Mais les critiques du GAO parlent directement des frustrations des législateurs tels que Courtney, exaspérés de voir les mêmes problèmes de conception qui ont tourmenté le navire de combat Littoral pendant des années faire surface au début du cycle de vie de son successeur très attendu.
“Je pense que c’est exactement la raison pour laquelle le Congrès envisage d’imposer une exigence de conception à 100 % avant de commencer la construction du navire”, a déclaré Martin à propos des problèmes évoqués par le GAO avec la classe Constellation.
Les partisans de la frégate affirment que les exigences de la marine américaine en matière de construction navale ne ressemblent à aucune autre flotte dans le monde et qu’en tant que telle, aucune conception mère n’a jamais été destinée à rester la même une fois qu’elle a atteint Navy Yard, dans le sud-est de Washington. Mais même si les exigences du service peuvent être uniques, le rôle d’une frégate au sein d’une flotte est en grande partie identique, a soutenu Martin. Le désir de la marine américaine de sur-ingénierier ses navires est au cœur de ce qui doit changer, a-t-il déclaré.
Une frégate « ne fait pas tout. Cela ne ressemble pas à un DDG-51 légèrement déporté », a déclaré Martin. “La génération des besoins de la Marine, la centralité de la plate-forme de la Marine, le désir de la Marine de toujours s’orienter vers le modèle de l’Étoile de la Mort sont les suivants : à moins que cela ne change, la construction navale ne se portera jamais bien.”
Quelque chose doit céder
Même si la plupart des sources qui ont parlé à Breaking Defense à propos de cette histoire étaient sceptiques quant à la politique de la Chambre, elles ont également exprimé leur sympathie pour les frustrations des législateurs face au bilan de la construction navale de la Marine.
Un ancien responsable du Naval Sea Systems Command, qui a parlé à Breaking Defense sous couvert d’anonymat pour être franc, a déclaré sans ambages que la politique de la Chambre était « une mauvaise idée », affirmant qu’elle ne servirait qu’à retarder le début de la construction « inutilement ».

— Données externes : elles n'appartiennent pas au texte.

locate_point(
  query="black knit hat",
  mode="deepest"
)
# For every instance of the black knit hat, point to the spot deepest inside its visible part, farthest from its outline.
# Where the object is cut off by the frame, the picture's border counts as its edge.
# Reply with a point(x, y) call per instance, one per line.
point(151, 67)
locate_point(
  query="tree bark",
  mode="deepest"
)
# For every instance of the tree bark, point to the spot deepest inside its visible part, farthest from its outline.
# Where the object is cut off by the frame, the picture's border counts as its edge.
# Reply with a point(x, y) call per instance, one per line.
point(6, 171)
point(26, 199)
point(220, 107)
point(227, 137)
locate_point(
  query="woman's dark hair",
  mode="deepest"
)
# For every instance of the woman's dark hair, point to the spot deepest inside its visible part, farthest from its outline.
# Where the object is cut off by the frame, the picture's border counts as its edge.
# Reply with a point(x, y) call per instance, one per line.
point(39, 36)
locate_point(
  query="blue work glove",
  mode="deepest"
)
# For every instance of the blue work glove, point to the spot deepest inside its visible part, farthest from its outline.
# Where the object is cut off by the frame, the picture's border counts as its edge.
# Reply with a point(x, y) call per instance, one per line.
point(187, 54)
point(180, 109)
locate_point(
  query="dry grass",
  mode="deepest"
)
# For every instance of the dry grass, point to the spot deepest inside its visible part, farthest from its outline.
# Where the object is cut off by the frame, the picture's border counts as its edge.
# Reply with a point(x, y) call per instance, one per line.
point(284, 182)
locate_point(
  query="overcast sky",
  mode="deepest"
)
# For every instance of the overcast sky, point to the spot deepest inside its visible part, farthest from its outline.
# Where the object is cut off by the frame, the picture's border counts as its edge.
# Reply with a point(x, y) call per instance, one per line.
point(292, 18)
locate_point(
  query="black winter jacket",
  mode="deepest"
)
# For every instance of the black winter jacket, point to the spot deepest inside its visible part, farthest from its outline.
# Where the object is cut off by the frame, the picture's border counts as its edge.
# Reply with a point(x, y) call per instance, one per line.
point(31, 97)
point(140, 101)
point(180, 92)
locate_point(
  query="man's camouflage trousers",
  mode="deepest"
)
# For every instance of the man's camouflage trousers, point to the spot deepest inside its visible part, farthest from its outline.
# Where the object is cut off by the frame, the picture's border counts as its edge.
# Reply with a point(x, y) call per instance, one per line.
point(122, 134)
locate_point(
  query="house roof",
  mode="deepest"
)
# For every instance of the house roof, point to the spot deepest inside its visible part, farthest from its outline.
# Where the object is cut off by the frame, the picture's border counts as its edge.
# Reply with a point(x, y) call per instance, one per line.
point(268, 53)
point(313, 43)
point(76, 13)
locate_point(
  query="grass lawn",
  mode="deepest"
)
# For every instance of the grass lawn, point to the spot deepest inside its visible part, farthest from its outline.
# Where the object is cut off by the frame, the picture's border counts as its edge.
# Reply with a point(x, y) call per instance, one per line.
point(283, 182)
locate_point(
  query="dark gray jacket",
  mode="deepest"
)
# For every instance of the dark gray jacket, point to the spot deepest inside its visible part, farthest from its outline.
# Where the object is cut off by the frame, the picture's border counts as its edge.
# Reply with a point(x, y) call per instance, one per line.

“Il n’est pas inhabituel que la conception de la coque soit terminée alors que la conception du système de combat et de la partie supérieure évolue”, a déclaré cette source. “Il est faible, voire nul, de se lancer dans la construction de coques et, dans le monde d’aujourd’hui, où le rayon de virage en cas d’évolution technologique est si court, cela vous permet d’obtenir les systèmes C5ISR les plus récents possibles.”
Mais cela ne signifie pas que la Marine devrait obtenir un laissez-passer pour les retards qui ont suivi sur Constellation et d’autres programmes.
“Cela dit, la Marine devrait définitivement être tenue responsable des modifications majeures apportées à la conception une fois le contrat attribué”, ont-ils ajouté.
Valérie Insinna a contribué à ce rapport.